UC Berkeley Wins $10 Million Bezos Earth Fund Grant to Build Biodegradable Fabrics

UC Berkeley researchers have secured a $10 million grant from the Bezos Earth Fund to develop biodegradable fibers made from proteins pulled from waste materials, a funding boost that could move next-generation textiles closer to commercial reality. The award, announced on April 24, 2026, backs a project led by materials scientist Ting Xu and spans work intended to create fabrics that can rival the strength and flexibility of natural fibers while reducing textile waste.

Bezos Earth Fund backs a Berkeley-led fiber program

The Berkeley project is one of several grants the Bezos Earth Fund announced to support breakthrough materials for fashion and textiles. The team will work across six UC Berkeley departments, with additional researchers from Stanford University and the California Institute of Technology joining the effort.

Xu’s group plans to break fibers down to the molecular level and rebuild them from protein sequences sourced from surprising inputs, including waste streams. The research will also use recent advances in nanomaterial synthesis and AI models to connect protein sequence features with material performance.

Why the grant matters for textile waste

The immediate significance is practical: textile waste remains a difficult disposal problem, and most synthetic fabrics are not built to biodegrade cleanly at scale. If the Berkeley program can produce durable fibers that still break down safely after use, it could offer an alternative to conventional petroleum-based textiles and some existing bio-derived materials.

The grant also gives the team a runway to test whether the concept can survive the transition from lab-scale promise to fabric performance. Validation work will include at least six months of stability testing and 50 or more wash cycles, a sign that durability will be treated as a central technical hurdle rather than an afterthought.

The technical challenge is performance, not just biodegradability

In materials science, biodegradability alone is not enough to make a fiber viable. The material has to survive wear, laundering, and manufacturing constraints while still degrading when it reaches end of life. That combination is hard to engineer, especially when researchers are trying to source feedstocks from unconventional protein inputs.

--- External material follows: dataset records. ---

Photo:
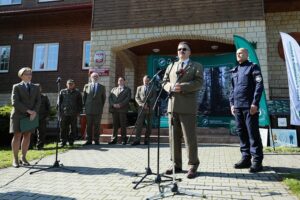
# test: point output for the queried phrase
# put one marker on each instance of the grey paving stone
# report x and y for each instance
(107, 172)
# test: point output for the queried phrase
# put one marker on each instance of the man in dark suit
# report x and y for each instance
(26, 100)
(183, 79)
(142, 92)
(247, 87)
(70, 106)
(94, 96)
(118, 105)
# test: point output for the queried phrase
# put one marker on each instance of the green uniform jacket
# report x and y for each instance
(191, 81)
(140, 96)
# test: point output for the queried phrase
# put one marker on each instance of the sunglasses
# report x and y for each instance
(182, 49)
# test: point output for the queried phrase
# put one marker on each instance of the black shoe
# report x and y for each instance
(135, 143)
(40, 147)
(87, 143)
(170, 170)
(114, 141)
(243, 163)
(63, 144)
(256, 167)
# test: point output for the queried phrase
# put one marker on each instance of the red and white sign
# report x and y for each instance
(102, 72)
(99, 58)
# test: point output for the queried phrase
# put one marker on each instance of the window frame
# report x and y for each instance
(46, 69)
(11, 4)
(84, 55)
(5, 46)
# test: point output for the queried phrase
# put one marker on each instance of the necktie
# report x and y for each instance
(182, 65)
(28, 87)
(94, 89)
(120, 90)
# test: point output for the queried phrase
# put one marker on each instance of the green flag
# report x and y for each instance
(240, 42)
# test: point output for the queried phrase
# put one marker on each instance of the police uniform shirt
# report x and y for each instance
(247, 85)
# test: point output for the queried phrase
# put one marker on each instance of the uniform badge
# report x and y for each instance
(258, 78)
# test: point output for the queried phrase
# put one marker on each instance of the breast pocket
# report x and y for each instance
(244, 78)
(235, 78)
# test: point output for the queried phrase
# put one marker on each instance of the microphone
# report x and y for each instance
(155, 76)
(174, 59)
(180, 72)
(58, 80)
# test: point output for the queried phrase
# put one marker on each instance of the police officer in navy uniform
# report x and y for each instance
(247, 88)
(70, 106)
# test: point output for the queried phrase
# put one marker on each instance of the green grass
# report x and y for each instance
(293, 182)
(32, 154)
(282, 149)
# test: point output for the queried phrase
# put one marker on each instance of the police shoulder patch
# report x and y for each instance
(258, 78)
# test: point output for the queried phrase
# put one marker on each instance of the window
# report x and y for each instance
(9, 2)
(47, 0)
(4, 58)
(45, 57)
(86, 55)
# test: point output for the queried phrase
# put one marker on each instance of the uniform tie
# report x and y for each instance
(94, 89)
(28, 87)
(182, 65)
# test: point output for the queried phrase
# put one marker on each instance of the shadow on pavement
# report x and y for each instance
(84, 170)
(30, 195)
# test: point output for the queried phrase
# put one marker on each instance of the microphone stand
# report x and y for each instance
(56, 162)
(148, 169)
(173, 186)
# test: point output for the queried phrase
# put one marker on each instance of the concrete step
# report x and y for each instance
(204, 135)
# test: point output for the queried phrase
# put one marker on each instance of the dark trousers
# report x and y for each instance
(65, 124)
(248, 131)
(93, 127)
(145, 117)
(184, 125)
(119, 121)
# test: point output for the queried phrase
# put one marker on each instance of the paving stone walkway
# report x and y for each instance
(107, 172)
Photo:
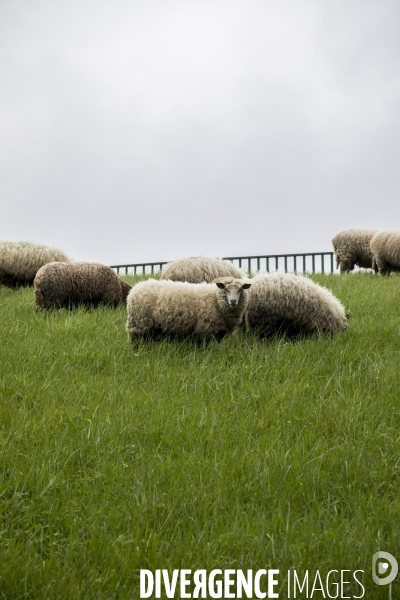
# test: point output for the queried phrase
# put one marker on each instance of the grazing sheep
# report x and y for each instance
(157, 308)
(292, 304)
(352, 247)
(20, 261)
(61, 284)
(197, 269)
(385, 247)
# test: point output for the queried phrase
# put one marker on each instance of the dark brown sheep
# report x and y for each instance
(60, 284)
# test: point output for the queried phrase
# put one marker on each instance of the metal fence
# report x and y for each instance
(309, 262)
(139, 268)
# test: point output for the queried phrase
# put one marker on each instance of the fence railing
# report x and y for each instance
(139, 268)
(309, 262)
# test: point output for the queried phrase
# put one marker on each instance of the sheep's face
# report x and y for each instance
(233, 291)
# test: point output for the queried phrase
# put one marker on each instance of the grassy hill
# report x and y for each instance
(243, 455)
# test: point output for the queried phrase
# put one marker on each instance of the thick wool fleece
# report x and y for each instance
(197, 269)
(352, 247)
(292, 304)
(182, 309)
(20, 261)
(61, 284)
(385, 247)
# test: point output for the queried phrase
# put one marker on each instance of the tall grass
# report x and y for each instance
(244, 454)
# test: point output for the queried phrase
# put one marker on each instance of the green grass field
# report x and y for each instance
(245, 454)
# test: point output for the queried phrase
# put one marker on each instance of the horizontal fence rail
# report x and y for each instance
(309, 262)
(139, 268)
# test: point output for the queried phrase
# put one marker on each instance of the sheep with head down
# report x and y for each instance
(60, 284)
(352, 247)
(20, 261)
(182, 309)
(197, 269)
(385, 247)
(293, 305)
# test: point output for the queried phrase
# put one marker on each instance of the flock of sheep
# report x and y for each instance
(198, 296)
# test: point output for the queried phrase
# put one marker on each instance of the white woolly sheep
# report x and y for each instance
(158, 308)
(20, 261)
(385, 247)
(197, 269)
(61, 284)
(352, 247)
(293, 305)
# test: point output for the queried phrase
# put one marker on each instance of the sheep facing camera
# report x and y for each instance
(384, 568)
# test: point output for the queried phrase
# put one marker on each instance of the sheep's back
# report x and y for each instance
(199, 269)
(292, 303)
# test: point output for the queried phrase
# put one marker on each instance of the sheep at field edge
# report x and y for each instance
(158, 308)
(352, 247)
(385, 247)
(292, 304)
(197, 269)
(62, 284)
(20, 261)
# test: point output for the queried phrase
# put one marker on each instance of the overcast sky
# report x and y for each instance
(140, 130)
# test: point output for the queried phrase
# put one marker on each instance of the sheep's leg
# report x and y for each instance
(346, 266)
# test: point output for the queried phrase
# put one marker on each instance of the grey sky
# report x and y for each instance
(149, 130)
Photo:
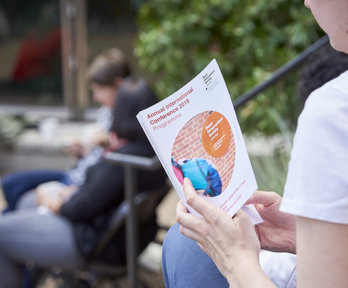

The project reflects a broader shift in advanced materials research toward designing products from the molecular scale upward, with AI tools increasingly used to speed the search for useful structures and formulations. For textiles, that could mean future fibers engineered not only for strength and hand feel, but also for recovery, compostability, and lower environmental impact.

What comes next in the lab

For now, the key milestone is funding that allows the team to move from concept to sustained testing. The next phase will focus on building candidate fibers, measuring their performance, and determining whether a waste-based protein platform can support a material that is both durable in use and biodegradable after disposal.